Amanda 7

Il giorno prima ha nevicato furiosamente e la neve adesso ricopre ogni cosa. Pietro osserva dalla porta finestra del terrazzo la montagna bianca che si è accumulata ai suoi angoli.
Il sole risplende nel cielo stranamente terso e azzurro come da mesi non si vedeva. La temperatura si aggira attorno allo zero.
“Fortunatamente la neve di primavera dura lo spazio di un giorno e poi lascia il posto al verde del prato. Però questa non pare temporanea e chissà ..”.
Pietro sta facendo queste riflessioni, quando sente un soffio d’aria scorrere lungo la schiena come se qualcuno velocemente fosse passato dietro di lui.
Si volta ma non nota nulla. Tutto appare immobile: le tende sono ferme, il lampadario non si sposta neppure in maniera impercettibile.
“Eppure non mi sono sognato! Ho percepito nettamente uno spostamento d’aria come se qualcuno si fosse mosso velocemente alle mie spalle”.
Si guarda intorno alla ricerca di un qualsiasi segnale che indichi la presenza di qualcuno. Si interroga non su chi possa essere ma sul come abbia potuto entrare nella casa.

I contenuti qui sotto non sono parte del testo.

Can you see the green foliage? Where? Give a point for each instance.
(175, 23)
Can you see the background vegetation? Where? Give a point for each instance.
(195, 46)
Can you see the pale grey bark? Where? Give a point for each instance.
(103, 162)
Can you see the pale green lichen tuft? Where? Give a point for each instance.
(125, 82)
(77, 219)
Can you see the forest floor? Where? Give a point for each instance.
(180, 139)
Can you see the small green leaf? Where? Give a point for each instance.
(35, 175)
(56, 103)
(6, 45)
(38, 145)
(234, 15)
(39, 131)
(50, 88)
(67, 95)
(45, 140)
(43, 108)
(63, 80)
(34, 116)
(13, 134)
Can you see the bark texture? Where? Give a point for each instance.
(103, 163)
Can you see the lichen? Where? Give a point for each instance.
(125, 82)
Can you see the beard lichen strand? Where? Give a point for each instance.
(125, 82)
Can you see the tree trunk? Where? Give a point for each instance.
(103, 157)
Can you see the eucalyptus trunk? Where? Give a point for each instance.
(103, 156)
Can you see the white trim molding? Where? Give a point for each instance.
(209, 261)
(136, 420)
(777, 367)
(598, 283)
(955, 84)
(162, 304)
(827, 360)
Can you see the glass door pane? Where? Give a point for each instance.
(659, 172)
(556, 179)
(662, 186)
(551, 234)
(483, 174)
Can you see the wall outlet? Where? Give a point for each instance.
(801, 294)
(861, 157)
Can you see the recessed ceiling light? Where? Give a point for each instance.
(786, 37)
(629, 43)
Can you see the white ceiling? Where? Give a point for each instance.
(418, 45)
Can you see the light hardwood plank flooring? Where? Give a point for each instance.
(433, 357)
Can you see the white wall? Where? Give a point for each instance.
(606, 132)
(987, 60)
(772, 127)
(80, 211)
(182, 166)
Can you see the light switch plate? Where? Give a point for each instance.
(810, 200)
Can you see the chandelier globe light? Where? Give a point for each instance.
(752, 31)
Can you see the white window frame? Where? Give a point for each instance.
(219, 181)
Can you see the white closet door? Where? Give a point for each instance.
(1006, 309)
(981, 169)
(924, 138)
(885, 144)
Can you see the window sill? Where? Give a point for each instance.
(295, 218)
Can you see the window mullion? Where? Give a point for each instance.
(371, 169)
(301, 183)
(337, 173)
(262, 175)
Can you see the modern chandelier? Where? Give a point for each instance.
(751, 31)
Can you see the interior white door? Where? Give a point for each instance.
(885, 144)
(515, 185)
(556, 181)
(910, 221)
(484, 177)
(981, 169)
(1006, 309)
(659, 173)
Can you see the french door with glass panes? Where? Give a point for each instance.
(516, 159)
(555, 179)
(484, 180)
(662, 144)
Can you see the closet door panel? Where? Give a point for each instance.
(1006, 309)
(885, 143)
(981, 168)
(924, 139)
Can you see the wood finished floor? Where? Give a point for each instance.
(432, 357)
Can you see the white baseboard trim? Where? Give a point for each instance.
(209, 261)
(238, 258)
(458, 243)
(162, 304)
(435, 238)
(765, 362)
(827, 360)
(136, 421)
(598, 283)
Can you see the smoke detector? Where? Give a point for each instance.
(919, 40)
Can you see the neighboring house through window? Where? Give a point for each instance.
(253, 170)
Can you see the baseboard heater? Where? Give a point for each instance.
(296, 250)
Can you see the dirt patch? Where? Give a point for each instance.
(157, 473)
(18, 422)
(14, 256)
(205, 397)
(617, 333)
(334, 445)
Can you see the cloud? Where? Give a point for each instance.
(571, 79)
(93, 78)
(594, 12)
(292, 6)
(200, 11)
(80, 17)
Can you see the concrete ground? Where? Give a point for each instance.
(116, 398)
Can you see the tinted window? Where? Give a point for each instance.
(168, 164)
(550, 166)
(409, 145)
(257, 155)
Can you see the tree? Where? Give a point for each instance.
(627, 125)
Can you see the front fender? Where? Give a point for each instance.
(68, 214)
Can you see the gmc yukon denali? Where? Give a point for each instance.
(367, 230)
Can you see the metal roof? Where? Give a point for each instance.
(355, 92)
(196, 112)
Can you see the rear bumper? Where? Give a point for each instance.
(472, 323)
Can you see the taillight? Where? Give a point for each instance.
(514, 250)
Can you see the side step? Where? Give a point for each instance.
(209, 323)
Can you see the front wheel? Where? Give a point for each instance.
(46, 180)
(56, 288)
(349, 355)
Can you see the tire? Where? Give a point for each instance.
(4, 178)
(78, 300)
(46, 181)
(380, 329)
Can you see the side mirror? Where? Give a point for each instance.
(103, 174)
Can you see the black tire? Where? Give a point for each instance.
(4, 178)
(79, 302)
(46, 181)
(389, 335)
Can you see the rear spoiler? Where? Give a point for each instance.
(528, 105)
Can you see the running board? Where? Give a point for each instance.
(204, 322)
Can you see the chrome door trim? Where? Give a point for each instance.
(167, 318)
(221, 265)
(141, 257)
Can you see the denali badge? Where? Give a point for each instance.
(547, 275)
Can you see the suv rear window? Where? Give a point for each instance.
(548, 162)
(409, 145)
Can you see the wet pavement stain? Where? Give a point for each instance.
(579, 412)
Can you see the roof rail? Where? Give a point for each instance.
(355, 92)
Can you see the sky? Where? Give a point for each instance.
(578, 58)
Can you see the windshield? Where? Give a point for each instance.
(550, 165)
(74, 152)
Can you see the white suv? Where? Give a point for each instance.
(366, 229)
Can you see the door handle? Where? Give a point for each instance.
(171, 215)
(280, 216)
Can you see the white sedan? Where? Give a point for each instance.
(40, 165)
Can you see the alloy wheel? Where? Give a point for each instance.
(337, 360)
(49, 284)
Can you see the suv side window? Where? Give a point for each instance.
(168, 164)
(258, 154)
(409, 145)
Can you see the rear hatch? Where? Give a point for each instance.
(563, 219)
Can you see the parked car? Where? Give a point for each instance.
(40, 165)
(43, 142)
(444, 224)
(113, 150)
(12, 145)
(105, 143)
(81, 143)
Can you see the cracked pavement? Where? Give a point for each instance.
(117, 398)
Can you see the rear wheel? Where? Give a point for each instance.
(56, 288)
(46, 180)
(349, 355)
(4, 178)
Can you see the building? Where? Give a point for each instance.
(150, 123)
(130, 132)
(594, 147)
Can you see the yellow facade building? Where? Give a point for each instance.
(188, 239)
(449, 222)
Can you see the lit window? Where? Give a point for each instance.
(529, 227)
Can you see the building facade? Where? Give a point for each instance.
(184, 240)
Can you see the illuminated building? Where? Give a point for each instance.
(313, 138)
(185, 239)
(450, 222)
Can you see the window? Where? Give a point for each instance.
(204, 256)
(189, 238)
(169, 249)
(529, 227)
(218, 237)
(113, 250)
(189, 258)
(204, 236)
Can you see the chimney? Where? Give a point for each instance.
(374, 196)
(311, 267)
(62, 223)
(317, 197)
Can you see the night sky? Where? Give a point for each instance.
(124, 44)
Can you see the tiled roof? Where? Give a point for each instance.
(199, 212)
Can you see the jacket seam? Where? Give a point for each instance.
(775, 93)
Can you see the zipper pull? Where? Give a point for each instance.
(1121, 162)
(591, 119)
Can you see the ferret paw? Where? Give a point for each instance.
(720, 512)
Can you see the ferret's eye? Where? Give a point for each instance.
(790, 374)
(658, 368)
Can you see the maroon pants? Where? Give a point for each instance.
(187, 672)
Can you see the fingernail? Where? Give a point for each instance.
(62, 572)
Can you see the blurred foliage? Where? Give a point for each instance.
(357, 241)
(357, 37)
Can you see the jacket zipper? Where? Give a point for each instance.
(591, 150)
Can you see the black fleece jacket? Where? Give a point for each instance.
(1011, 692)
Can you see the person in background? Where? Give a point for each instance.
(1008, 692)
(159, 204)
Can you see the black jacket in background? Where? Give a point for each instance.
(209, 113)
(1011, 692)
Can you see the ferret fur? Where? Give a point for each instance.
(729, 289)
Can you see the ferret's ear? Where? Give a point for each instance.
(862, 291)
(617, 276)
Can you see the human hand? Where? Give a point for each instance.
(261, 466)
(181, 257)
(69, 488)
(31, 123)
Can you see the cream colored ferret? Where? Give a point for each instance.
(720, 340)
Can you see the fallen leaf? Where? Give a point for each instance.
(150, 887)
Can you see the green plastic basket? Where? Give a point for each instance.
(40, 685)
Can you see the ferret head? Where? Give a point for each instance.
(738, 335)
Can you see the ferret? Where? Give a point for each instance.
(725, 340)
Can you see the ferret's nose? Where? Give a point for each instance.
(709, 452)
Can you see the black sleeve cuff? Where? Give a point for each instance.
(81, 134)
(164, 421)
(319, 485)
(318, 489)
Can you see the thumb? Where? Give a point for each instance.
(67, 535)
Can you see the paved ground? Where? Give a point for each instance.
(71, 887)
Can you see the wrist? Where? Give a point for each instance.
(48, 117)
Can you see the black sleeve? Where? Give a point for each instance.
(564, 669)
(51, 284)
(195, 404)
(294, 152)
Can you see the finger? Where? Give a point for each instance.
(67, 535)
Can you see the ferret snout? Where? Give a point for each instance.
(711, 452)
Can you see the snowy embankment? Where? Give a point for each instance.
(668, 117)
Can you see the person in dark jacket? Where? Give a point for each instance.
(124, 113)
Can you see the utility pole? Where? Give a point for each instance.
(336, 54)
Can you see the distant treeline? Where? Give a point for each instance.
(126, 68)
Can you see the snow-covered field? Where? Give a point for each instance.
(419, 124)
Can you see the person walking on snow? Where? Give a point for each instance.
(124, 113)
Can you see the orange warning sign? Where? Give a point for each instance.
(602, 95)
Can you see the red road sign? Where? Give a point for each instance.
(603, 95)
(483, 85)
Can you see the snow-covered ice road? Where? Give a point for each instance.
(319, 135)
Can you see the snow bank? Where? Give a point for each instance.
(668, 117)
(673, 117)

Controlla le finestre della sala: tutte chiuse ermeticamente anche perché molta neve è adagiata sul vetro. Prosegue il giro di ispezione nell’ingresso dove trova la porta chiusa con l’allarme inserito. Va in cucina ma anche qui la porta finestra è chiusa dall’imposta, bloccata dall’interno. Sale in mansarda e constata che i velux sono serrati senza possibilità di apertura, perché sono ricoperti da uno strato abbondante di neve. Rimane la stanza dove riposa Amanda. La camera è in penombra per favorire il sonno della bambina. Una piccola luce rischiara debolmente un angolo. Si avvicina cautamente al lettino per non svegliarla. Però avverte una presenza. Si irrigidisce e muove gli occhi ora a destra ora a sinistra alla ricerca dell’intruso. Trattiene il respiro e vorrebbe fermare i battiti del cuore che sembrano rimbombare nel silenzio della casa.
Nulla.
Eppure i sensi percepiscono che qualcosa sta alterando l’equilibrio della stanza.
“Cos’è?” si chiede inquieto.
“Chi è?” riflette angosciato.
“Da dove è entrato?” urla dentro di sé.
Lo sente muoversi con disinvoltura come se conoscesse perfettamente la dislocazione degli ostacoli. Ne avverte la presenza senza riuscire a intercettarla. Sono solo sensazioni ma precise e inconfutabili. Muove un passo con cautela senza lasciarsi aggredire dall’ansia. Rimane calmo o almeno questa è la sua intenzione. Si avvicina al letto per osservare Amanda e la trova con gli occhi spalancati.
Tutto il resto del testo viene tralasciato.